Let me clarify: Christianity is only concerned with sin in a secondary way. If and when that secondary way comes into play, it only does so after the needs of the human being about whom and by whom the sin is in question are met. Christianity is concerned about love before holiness, about compassion before purity, and about bearing other's burdens before moral perfection. To say otherwise is to pretend that man was made for the sabbath.

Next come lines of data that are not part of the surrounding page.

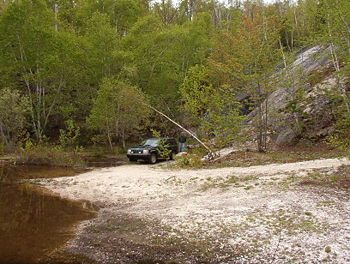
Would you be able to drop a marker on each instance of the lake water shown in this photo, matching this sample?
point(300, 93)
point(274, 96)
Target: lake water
point(34, 223)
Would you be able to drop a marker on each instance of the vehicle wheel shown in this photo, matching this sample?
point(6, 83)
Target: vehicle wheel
point(153, 159)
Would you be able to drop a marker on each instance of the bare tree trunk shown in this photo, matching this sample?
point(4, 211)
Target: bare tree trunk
point(211, 153)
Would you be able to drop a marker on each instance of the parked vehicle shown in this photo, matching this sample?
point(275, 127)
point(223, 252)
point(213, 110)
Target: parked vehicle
point(154, 149)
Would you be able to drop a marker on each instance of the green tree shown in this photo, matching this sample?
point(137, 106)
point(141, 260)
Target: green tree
point(13, 110)
point(119, 111)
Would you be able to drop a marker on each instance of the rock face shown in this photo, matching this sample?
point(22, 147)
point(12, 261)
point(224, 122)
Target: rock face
point(300, 105)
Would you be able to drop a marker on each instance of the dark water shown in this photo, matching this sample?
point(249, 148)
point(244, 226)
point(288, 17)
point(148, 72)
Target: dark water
point(33, 223)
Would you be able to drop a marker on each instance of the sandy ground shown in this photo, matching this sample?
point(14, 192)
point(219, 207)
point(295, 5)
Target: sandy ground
point(258, 214)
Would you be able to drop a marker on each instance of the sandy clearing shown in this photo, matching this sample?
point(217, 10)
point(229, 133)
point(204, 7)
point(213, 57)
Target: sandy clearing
point(260, 217)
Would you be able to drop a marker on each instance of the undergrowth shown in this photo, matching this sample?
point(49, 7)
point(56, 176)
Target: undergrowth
point(49, 155)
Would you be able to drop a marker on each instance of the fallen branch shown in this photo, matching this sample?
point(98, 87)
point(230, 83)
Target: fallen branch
point(211, 154)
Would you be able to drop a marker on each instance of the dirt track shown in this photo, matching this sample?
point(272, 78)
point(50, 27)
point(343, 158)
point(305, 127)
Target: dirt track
point(256, 214)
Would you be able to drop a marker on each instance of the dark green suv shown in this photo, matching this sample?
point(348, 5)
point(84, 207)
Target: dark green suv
point(153, 149)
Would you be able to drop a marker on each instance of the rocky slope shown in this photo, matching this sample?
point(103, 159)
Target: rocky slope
point(301, 104)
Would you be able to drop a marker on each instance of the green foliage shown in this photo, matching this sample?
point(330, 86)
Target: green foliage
point(77, 65)
point(163, 146)
point(48, 155)
point(68, 137)
point(13, 108)
point(118, 111)
point(215, 109)
point(188, 161)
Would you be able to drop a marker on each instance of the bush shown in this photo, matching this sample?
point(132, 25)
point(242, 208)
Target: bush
point(49, 155)
point(185, 161)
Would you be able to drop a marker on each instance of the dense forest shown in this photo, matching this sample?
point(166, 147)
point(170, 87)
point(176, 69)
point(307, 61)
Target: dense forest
point(83, 72)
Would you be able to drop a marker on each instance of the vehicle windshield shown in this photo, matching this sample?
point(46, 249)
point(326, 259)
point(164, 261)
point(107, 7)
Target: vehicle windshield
point(153, 142)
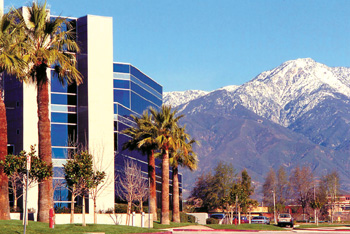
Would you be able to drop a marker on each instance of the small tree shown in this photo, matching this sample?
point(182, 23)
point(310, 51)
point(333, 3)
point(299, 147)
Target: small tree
point(80, 177)
point(15, 169)
point(316, 205)
point(301, 186)
point(130, 185)
point(329, 186)
point(97, 186)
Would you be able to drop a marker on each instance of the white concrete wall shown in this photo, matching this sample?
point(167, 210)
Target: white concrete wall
point(201, 218)
point(113, 219)
point(100, 102)
point(30, 132)
point(1, 7)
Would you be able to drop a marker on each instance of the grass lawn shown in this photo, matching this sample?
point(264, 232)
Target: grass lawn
point(303, 226)
point(15, 226)
point(157, 225)
point(262, 227)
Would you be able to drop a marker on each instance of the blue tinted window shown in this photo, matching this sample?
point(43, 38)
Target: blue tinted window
point(139, 104)
point(56, 86)
point(63, 117)
point(122, 96)
point(146, 87)
point(59, 153)
point(124, 68)
point(58, 172)
point(63, 108)
point(145, 79)
point(63, 99)
point(124, 112)
point(62, 134)
point(115, 108)
point(137, 89)
point(122, 126)
point(123, 84)
point(60, 193)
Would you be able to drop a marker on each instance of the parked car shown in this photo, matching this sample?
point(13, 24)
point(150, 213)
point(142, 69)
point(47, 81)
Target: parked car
point(261, 219)
point(218, 216)
point(243, 219)
point(285, 219)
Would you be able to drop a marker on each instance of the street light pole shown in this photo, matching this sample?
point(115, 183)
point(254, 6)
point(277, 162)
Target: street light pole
point(274, 206)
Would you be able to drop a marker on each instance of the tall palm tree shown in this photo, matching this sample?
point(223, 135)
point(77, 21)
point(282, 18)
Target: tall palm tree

The above point is crucial and must be said over and over again. I fear that we Christians have wronged our world, our children, and our selves by getting the order here mixed up. I fear that we have given ourselves a reputation for being more concerned with identifying sin and becoming free from that identified sin than we are with the people we think are being freed. In other words, we have placed a great deal of our emotional currency on freedom from what we say sin is. So much so, that we are in grave danger of not knowing the people in our community groups and our social circles and our parishes -- all we know is the sin we hope that they are being freed from. When we actually meet someone who identifies with something we call sin in such a way that they can't leave it (just as they can't leave their foot or their hand behind!) we are left in a paradox. We settle to love them as we would love anyone else who persists in sin. But this is not love.
Love is blind. Love asks not, love knows not, all love desires is the object of one's love. Love is uncritical. Love knows not the language we wrap around categories. Love is expansive and resplendent with life. Love will not be satisfied with settling for the tired definitions of sin that we give it. Love cannot insist on maintaining intact the identity markers with which we view our world.